Teams with the worst regional TV deals lost the most money along with those with the highest payrolls. The Washington Nationals were in both of those categories and supposedly lost over $100 million in 2020.  Consider also that some teams have always budgeted to single digit profits which makes losing money at those large figures tougher to swallow for the newest ownership groups who already carry a large debt load. Few are crying for the owners who have seen their team valuations soar. But they lost real money in 2020 and 2021 as the Braves numbers are real. Of course it is all hard to tell the exact numbers since creative accounting is always at work and the players never trust what the owners say.

Speaking of real numbers, MLB saw the attendance combined for 2021 at 45.3 million fans which was a 33.9% drop from the 68.5 million fans n 2019. That marked the lowest number since 37 years ago in 1984. The Nats averaged 18,319 fans per game which was the 13th worst figure in MLB. To add to the woes, regional TV viewership is down according to Forbes and Sinclair Broadcasting according to the Sports Business Journal, last week, reported that “top executives from leagues and media companies share a common belief that the Sinclair subsidiary Diamond Sports Group, which owns twenty-one Bally Sports-branded RSNs, could be headed into bankruptcy.” Note that two of those RSNs are in other sports, and 19 in baseball.
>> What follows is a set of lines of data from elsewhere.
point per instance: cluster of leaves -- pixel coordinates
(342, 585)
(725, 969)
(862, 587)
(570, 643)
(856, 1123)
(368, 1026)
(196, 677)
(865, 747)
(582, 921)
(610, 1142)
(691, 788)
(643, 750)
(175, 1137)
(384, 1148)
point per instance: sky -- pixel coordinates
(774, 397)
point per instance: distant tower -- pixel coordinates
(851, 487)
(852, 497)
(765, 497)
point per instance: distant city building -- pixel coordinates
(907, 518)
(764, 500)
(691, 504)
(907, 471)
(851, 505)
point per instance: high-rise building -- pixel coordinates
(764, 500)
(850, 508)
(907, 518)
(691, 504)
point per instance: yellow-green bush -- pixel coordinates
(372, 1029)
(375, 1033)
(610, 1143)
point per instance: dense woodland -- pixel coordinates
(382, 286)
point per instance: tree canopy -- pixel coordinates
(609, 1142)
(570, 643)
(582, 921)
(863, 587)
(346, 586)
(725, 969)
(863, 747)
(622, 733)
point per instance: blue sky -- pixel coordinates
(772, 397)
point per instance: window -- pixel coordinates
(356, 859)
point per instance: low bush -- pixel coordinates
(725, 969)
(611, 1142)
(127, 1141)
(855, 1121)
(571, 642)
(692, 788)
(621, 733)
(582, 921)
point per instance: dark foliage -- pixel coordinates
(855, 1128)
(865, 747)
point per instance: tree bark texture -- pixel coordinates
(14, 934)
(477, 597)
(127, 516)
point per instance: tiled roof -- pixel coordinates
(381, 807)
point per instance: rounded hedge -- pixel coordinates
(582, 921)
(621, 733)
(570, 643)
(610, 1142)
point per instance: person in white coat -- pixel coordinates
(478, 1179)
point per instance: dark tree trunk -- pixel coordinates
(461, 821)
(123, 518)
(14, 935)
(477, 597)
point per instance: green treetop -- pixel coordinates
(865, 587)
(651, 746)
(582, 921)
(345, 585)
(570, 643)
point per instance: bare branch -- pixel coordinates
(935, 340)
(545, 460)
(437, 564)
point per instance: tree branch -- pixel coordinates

Technology and competition is changing everything. If you have Wi-Fi you can now get a DirecTV streaming service with your local sports RSNs for as low at $90 a month. That allows you to even stream MASN in the local market. Manfred knows that cord-cutting is a major problem, and the youth are showing that the future of cable boxes is over. MLB is trying to pivot to local streaming services direct from each team for a small monthly fee. We will see where that goes.

“With fewer [subscriptions to cable], it makes the business more difficult. I think that the negativity surrounding the RSNs has been increased exponentially as a result of the situation with the Sinclair (Broadcasting) subsidiary Diamond,” Manfred said to SBJ. “Part of their problem is cord-cutting … There are RSNs out there that they’re not thriving or growing, but they’re going to survive.”

“Look, look, there are RSNs, YES and NESN that have businesses that remain profitable, they’re affected by cord-cutting. But the fact of the matter is I think the negativity has been increased by the [Sinclair] Diamond situation.”

The commissioner’s office is dealing with so many issues, and at some point it might not be possible to keep growing revenues from the 2019 levels if attendance doesn’t at least normalize and increase in the future, TV viewership on a regional level doesn’t expand, and ad revenue isn’t stabilized. One of the underlying problems is the Sinclair situation and as their largest group of RSNs, what happens if they go into bankruptcy and essentially not pay the teams they have deals with. Oh no, there are 19 MLB teams that are sweating it right now.

But if baseball strikes then nobody gets paid and the losses will climb with no revenues, and they will further damage the product in the short-term. Most believe there will be a lock-out on December 2, and they will get to work to fix this before Spring Training is affected.

Erin States, 10, of Tracy, Calif., holds up a sign at an Oakland A’s game on Aug. 11, 1994, urging major leaguers not to strike.(Eric Risberg / Associated Press)

It is all about the kids right? They are the real victims in this mess. More to come on this, as this will be the story that dominates the baseball landscape.

Many thanks to Susan who doesn’t want credit for her assistance in writing the opening paragraph, and to the one-and-only NatsJack who suggested this subject for an article.